AFTER GILDA
Just before Kenmore Station, a young man pushed through the crowd behind me. His hand cupped my ass as he slipped ahead of me to reach the door. As he continued towards the front of the trolley car, I saw other women's heads bob and turn in choreographed sequence as he passed them. Five, six, seven feels in twelve seconds. Brilliant. I hugged the empty cat carrier to my chest. It felt as heavy as it had on the trip out here. Gilda didn't weigh much.
("You left your carrier!" yelled Dotty the receptionist as I left. "Yes, I did," I replied, and let the door close behind me but she was persistent and followed me onto the summer sidewalk. "We can't keep it for you." "You must have other people who would want it," I tried. "No, we can't do that." "Please don't make me take it," I said. "You must," she said. I did.)

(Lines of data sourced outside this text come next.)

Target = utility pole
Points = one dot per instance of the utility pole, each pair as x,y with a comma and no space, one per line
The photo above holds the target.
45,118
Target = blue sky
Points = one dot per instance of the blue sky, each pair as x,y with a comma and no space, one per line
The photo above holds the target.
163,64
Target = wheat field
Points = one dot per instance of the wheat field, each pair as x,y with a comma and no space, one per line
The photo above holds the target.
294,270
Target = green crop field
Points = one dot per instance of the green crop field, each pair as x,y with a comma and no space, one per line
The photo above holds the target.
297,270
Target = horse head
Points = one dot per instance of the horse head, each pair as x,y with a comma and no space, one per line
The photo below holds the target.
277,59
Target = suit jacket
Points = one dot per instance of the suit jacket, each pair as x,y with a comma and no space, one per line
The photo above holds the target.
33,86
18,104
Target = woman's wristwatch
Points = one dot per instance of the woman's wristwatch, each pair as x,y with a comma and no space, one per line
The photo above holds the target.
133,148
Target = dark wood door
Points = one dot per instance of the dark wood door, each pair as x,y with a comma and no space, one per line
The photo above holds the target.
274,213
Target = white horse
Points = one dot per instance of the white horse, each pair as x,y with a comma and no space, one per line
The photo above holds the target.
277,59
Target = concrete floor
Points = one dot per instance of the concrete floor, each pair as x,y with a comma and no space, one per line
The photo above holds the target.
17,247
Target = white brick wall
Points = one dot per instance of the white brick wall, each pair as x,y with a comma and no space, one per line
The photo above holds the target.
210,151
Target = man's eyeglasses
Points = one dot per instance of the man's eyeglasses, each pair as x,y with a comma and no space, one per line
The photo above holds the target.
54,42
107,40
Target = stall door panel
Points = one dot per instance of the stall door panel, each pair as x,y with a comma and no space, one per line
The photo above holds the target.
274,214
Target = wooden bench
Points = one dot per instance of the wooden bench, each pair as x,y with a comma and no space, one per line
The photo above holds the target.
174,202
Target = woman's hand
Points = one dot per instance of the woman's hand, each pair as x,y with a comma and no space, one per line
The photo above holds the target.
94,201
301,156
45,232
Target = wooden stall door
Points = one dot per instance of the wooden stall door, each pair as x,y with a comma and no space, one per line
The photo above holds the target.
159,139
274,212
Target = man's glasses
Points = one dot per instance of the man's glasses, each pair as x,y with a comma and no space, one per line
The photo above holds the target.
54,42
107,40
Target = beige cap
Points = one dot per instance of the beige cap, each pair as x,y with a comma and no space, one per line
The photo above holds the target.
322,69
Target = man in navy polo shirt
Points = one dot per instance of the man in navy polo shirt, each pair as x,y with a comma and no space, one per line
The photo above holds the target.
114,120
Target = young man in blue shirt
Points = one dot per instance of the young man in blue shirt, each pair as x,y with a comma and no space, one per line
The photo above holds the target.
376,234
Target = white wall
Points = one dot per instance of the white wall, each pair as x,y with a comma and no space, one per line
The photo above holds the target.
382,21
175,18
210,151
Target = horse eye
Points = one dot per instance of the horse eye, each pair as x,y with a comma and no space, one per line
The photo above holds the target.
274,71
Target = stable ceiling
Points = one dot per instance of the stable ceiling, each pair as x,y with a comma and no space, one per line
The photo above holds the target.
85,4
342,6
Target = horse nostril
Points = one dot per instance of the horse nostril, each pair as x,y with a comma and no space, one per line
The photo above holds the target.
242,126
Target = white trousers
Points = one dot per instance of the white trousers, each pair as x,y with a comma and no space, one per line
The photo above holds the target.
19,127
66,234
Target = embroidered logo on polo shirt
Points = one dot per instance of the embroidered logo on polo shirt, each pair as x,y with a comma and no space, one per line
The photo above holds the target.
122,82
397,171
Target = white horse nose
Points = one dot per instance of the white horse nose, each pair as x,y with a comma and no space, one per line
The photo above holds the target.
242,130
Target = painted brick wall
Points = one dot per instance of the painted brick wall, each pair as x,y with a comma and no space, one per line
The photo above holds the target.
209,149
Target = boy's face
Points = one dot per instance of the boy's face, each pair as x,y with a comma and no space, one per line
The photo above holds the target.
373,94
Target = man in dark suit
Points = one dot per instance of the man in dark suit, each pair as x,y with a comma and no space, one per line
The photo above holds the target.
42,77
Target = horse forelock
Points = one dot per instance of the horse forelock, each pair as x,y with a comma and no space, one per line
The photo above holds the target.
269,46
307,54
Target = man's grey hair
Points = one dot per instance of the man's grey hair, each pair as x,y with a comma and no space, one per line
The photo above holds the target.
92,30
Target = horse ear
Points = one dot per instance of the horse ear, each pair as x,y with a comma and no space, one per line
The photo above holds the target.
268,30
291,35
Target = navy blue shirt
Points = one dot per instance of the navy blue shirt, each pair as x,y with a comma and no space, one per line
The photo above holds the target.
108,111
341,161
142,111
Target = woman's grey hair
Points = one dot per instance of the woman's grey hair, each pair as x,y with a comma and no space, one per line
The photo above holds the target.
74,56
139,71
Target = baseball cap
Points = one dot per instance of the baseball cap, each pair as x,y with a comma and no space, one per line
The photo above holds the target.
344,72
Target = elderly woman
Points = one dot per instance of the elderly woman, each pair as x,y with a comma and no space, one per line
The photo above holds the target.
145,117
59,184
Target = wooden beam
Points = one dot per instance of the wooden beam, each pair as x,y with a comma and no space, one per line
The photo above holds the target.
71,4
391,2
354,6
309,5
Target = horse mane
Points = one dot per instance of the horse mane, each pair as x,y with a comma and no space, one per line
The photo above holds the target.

He got off the train. So did I, followed him to another trolley, also going downtown. He headed for the back of the car. So did I.
(My boyfriend Dave had moved out two months before, after I caught him with the nine-year-old who lived in the downstairs apartment and her best friend. "We're not supposed to wrestle on the mattress when Lucy's home!" she cried when I walked in to the living room, which had a little nook made out of bookshelves with a mattress on the floor, the perfect setting for smoking pot. When I asked him what was going on, he called me a tight-assed prig and left with his guitar and his stash and his assortment of computer manuals.)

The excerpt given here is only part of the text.